Sgt. Brent Cooley, retired from the Galveston County Sheriff’s Office, testified that he waited for other officers to join him before approaching the art room where Dimitrios Pagourtzis is accused of killing eight students and two teachers during the May 18, 2018, shooting.

“I knew that if I had gone into the door by myself, he would have killed me,” Cooley said, and that Pagourtzis’ position inside the classroom had created a “fatal funnel” that would have exposed him to danger as well.

“I chose not to kill myself,” Cooley said.

Cooley, the officer who eventually handcuffed Pagourtzis when he surrendered to police, bristled while responding to questioning from defense attorney Lori Laird, herself a former police officer. Laird suggested that he waited 30 minutes to breach the classroom and asked how many of the Santa Fe victims may have bled to death while officers waited to breach the room.

“Be careful at what you are suggesting,” Cooley said at one point.

“It’s not as simple as you’re trying to put it,” he said at another point.

Cooley and another officer testified that officers exchanged gunfire with Pagourtzis.

Laird attempted to have security footage from inside the school be shown to the jury, but that request was denied by County Court at Law Judge Jack Ewing.

Victims and their families filed a lawsuit against the shooting suspect, seeking damage for battery, and his parents, Antonios Pagourtzis and Rose Mary Kosmetatos, for negligence over allegations that they didn’t safely secure the guns used in the shootings and didn’t act to address their son’s mental illness before the shooting.

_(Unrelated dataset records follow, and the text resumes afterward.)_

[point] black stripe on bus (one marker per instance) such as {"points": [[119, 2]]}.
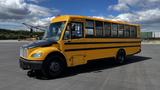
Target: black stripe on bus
{"points": [[79, 49], [69, 43]]}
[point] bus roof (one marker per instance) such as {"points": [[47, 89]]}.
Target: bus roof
{"points": [[67, 17]]}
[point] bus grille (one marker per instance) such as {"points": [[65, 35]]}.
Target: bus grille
{"points": [[23, 52]]}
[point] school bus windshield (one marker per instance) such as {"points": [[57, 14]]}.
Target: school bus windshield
{"points": [[54, 31]]}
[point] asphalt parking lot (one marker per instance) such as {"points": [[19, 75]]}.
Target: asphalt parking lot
{"points": [[141, 72]]}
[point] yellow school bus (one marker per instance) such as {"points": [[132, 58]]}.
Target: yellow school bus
{"points": [[73, 40]]}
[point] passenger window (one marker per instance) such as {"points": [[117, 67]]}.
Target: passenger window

Thursday’s testimony raised the specter of the police criticism that would become a national outrage in the Uvalde school shooting in 2022.

Late Thursday, family members of Santa Fe shooting victims said they were frustrated by the defense attorney’s efforts to deflect blame for the shooting.

“I’m not here to talk about what the police did or didn’t do, I’m here to talk about the parents who didn’t lock up their guns,” said Rhonda Hart, the mother of shooting victim Kimberly Vaughan.

Defense attorneys during opening arguments suggested that blame should also be cast on other groups that aren’t party to the lawsuit, including the Santa Fe Independent School District and the company that sold ammunition to the then-17-year-old suspect.

[…]

Neither state nor federal agencies have ever investigated or issued a report on the Santa Fe shooting. Pagourtzis’ criminal trial on capital murder charges has been indefinitely delayed after he was ruled mentally incompetent to stand trial and sent for treatment to a state hospital in North Texas.

Parents have called on the federal government to open a belated investigation into the shooting.

“We want this information public,” said Scot Rice, the husband of wounded teacher Flo Rice. “We want everybody to listen and learn from this.”

I’ve only written a little about the Santa Fe mass shooting, so I have no idea if there have long been questions about the police response or if this is something new. I favor there being a federal investigation either way, and for there to be more such investigations across the country. We’ve done so little in other areas to prevent and mitigate mass shootings, we may as well aim to force improvements in this area.